From: Thomas Gleixner
Date: Fri Nov 24 2017 - 08:31:24 EST


On Fri, 24 Nov 2017, Sagar Arun Kamble wrote:
> On 11/24/2017 12:29 AM, Thomas Gleixner wrote:
> > On Thu, 23 Nov 2017, Sagar Arun Kamble wrote:
> > > We needed inputs on possible optimization that can be done to
> > > timecounter/cyclecounter structures/usage.
> > > This mail is in response to review of patch
> > > https://patchwork.freedesktop.org/patch/188448/.
> > >
> > > As Chris's observation below, about dozen of timecounter users in the
> > > kernel
> > > have below structures
> > > defined individually:
> > >
> > > spinlock_t lock;
> > > struct cyclecounter cc;
> > > struct timecounter tc;
> > >
> > > Can we move lock and cc to tc?
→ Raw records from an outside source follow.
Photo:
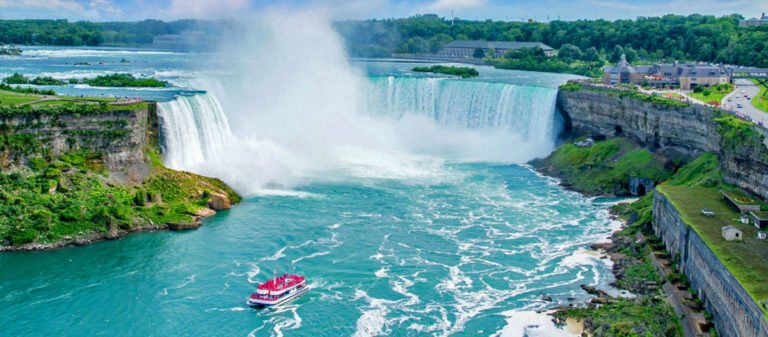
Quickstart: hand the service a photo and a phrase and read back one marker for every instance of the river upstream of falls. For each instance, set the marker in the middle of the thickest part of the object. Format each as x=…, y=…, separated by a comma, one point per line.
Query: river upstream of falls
x=404, y=199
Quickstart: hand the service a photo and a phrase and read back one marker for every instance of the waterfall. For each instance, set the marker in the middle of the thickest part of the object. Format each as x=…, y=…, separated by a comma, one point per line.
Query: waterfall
x=193, y=128
x=386, y=129
x=525, y=110
x=272, y=118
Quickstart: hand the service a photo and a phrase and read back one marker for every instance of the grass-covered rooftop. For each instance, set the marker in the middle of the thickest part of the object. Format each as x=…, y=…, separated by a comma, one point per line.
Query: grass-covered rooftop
x=746, y=259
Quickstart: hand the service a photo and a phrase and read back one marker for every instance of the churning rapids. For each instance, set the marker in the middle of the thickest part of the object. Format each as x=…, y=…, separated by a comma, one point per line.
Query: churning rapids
x=402, y=197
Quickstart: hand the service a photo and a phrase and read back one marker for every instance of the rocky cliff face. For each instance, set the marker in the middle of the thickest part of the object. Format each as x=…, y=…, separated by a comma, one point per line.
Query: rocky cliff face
x=734, y=312
x=119, y=134
x=678, y=132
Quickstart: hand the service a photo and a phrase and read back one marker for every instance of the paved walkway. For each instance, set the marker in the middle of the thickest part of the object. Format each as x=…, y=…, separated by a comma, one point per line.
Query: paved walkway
x=676, y=298
x=737, y=96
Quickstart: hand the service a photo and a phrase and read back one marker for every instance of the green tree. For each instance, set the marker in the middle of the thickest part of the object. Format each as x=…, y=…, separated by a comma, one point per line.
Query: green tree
x=592, y=55
x=630, y=54
x=616, y=54
x=479, y=53
x=570, y=53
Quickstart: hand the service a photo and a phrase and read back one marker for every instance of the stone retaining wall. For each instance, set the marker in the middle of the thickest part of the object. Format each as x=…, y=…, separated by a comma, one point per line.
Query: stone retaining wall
x=734, y=311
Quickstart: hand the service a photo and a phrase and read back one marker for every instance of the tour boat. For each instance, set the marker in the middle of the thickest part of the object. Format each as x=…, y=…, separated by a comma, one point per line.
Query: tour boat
x=277, y=291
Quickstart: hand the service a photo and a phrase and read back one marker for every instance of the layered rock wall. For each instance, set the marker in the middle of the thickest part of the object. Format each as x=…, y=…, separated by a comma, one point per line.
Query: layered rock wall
x=734, y=312
x=678, y=132
x=119, y=134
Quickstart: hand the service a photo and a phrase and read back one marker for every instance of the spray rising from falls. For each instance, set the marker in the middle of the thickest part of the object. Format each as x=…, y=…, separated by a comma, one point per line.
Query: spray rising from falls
x=194, y=127
x=278, y=118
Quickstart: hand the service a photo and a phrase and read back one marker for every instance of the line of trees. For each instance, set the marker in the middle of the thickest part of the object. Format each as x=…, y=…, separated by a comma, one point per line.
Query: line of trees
x=693, y=37
x=65, y=33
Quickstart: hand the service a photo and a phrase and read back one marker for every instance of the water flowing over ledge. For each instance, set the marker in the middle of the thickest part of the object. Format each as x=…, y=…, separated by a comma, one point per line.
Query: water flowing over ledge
x=398, y=126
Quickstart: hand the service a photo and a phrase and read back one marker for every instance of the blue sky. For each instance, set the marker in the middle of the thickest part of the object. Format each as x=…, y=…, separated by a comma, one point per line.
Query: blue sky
x=104, y=10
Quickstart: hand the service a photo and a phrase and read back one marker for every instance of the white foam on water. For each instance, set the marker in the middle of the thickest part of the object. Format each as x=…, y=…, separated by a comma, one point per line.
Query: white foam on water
x=313, y=255
x=382, y=272
x=372, y=321
x=81, y=52
x=530, y=324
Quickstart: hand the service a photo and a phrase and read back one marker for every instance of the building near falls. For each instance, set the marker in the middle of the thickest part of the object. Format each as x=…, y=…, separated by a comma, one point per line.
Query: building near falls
x=466, y=48
x=683, y=75
x=186, y=41
x=763, y=20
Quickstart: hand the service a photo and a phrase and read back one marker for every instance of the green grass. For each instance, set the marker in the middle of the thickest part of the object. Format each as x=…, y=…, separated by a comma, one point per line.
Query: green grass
x=756, y=100
x=629, y=318
x=13, y=98
x=68, y=197
x=463, y=72
x=10, y=98
x=604, y=168
x=575, y=86
x=716, y=94
x=702, y=171
x=744, y=259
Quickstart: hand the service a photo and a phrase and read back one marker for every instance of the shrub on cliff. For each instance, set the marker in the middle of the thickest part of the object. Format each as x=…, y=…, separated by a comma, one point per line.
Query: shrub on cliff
x=736, y=132
x=604, y=168
x=47, y=205
x=16, y=78
x=123, y=80
x=463, y=72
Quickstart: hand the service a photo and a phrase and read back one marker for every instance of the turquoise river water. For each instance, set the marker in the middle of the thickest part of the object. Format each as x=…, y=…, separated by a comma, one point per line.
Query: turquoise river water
x=409, y=210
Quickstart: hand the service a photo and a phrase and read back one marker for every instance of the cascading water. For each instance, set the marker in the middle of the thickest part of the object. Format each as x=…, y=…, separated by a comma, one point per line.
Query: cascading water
x=194, y=127
x=398, y=118
x=295, y=119
x=398, y=211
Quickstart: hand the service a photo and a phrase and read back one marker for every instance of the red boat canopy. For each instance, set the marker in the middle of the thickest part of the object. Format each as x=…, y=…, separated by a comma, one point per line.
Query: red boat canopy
x=280, y=284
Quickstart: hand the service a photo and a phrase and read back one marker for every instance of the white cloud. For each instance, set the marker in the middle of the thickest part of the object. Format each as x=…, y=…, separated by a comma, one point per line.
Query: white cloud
x=59, y=9
x=455, y=4
x=105, y=7
x=207, y=9
x=48, y=4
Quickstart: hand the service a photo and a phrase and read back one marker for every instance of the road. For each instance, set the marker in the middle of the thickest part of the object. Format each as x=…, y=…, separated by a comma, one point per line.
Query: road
x=750, y=89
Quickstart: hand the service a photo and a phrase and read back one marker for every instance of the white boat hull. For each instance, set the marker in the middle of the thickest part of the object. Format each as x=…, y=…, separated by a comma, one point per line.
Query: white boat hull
x=256, y=302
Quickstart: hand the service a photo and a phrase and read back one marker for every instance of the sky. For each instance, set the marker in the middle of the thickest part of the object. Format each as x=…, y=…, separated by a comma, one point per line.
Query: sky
x=510, y=10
That way it will be convenient.
> > > Also it will allow unifying the locking/overflow watchdog handling across
> > > all
> > > drivers.
> > Looks like none of the timecounter usage sites has a real need to separate
> > timecounter and cyclecounter.
>
> Yes. Will share patch for this change.
>
> > The lock is a different question. The locking of the various drivers
> > differs and I have no idea how you want to handle that. Just sticking the
> > lock into the datastructure and then not making use of it in the
> > timercounter code and leave it to the callsites does not make sense.
>
> Most of the locks are held around timecounter_read. In some instances it
> is held when cyclecounter is updated standalone or is updated along with
> timecounter calls. Was thinking if we move the lock in timecounter
> functions, drivers just have to do locking around its operations on
> cyclecounter. But then another problem I see is there are variation of
> locking calls like lock_irqsave, lock_bh, write_lock_irqsave (some using
> rwlock_t). Should this all locking be left to driver only then?

You could have the lock in the struct and protect the inner workings in the
related core functions.

That might remove locking requirements from some of the callers and the
others still have their own thing around it.